Analysis of Indian genome samples
They found that the mutation rate of both nonsynonymous and synonymous mutations in 3,361 Indian COVID-19 sequence samples was comparable with the global rate. They also found 4,422 unique mutations that have not been reported outside India. “The hotspot mutations were seen in the Indian samples as well, including the D614G spike protein mutation. However, no significant occurrence of N439K, E484K, or N501Y mutations were found, except in two samples that harboured the S477Y spike protein mutation,” he says.
Focus should be on reducing spread
According to Sanket Desai, the first author of the journal paper and the preprint, mutations are taking place randomly and selection will happen over time. It is just a matter of time before mutations that give the virus better fitness emerge. Viruses with such mutations will have either more transmissibility, as seen in the Britain variant, or show immune escape as seen in the South African variant.
Chances of dangerous mutations that render the virus greater fitness arising are high due to persistence of the pandemic in some countries. With just over 5,100 sequences from India, of which only 4,041 are complete and high-coverage, there is no way of knowing if new variants first reported in Britain, Brazil and South Africa are already present in India and whether new mutations so far unreported elsewhere that render better fitness to the virus have already emerged here.

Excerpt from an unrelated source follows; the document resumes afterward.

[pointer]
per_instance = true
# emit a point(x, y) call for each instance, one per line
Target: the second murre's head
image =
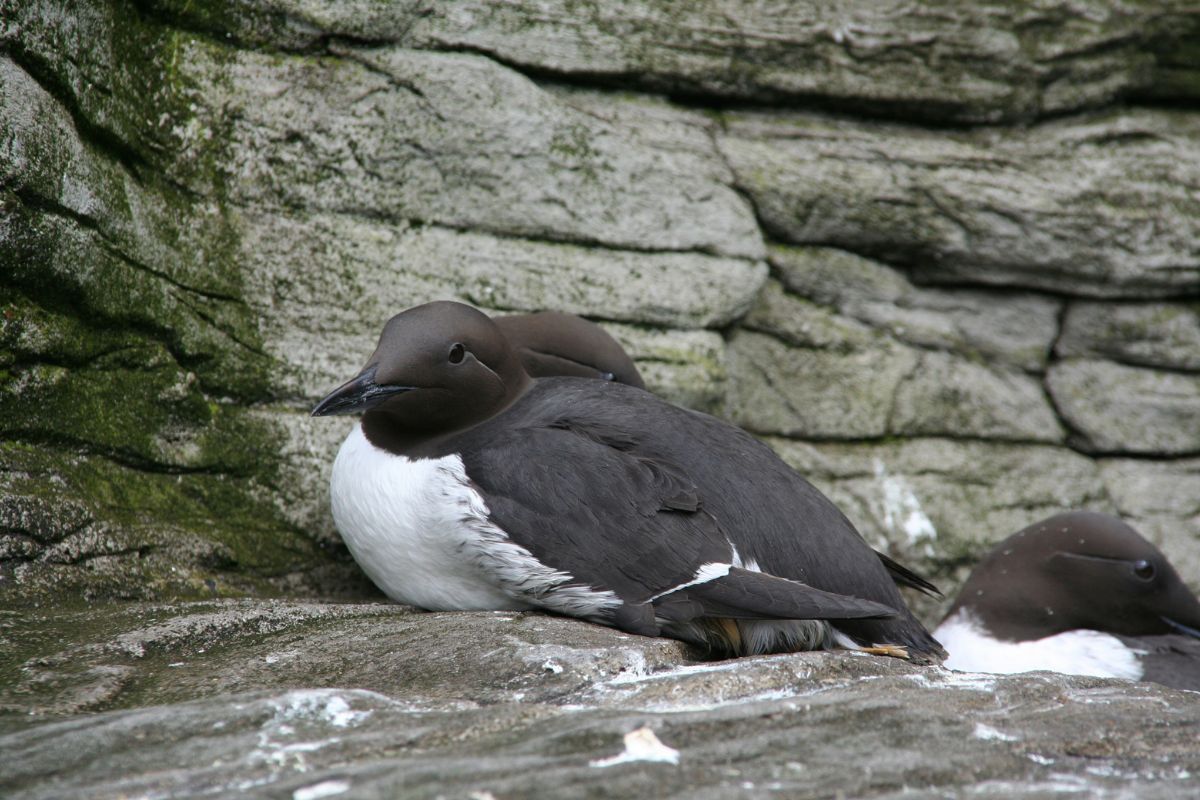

Despite the COVID-19 task force mandating 5% of positive samples to be sequenced from all the States and Union Territories, the Indian SARS-CoV-2 Genomics Consortium (INSACOG) is far from reaching the target.
With the SARS-CoV-2 genome being just about 30 kb in size, it is possible to pool up to 1,000 samples into one and carry out the sequencing at high coverage of 1,000x in one go and still be far less than 15 Gb sequencing capacity of platforms routinely used in Indian labs. High throughput will also help cut down the sequencing cost per sample and help have the data after analysis in about 10 days.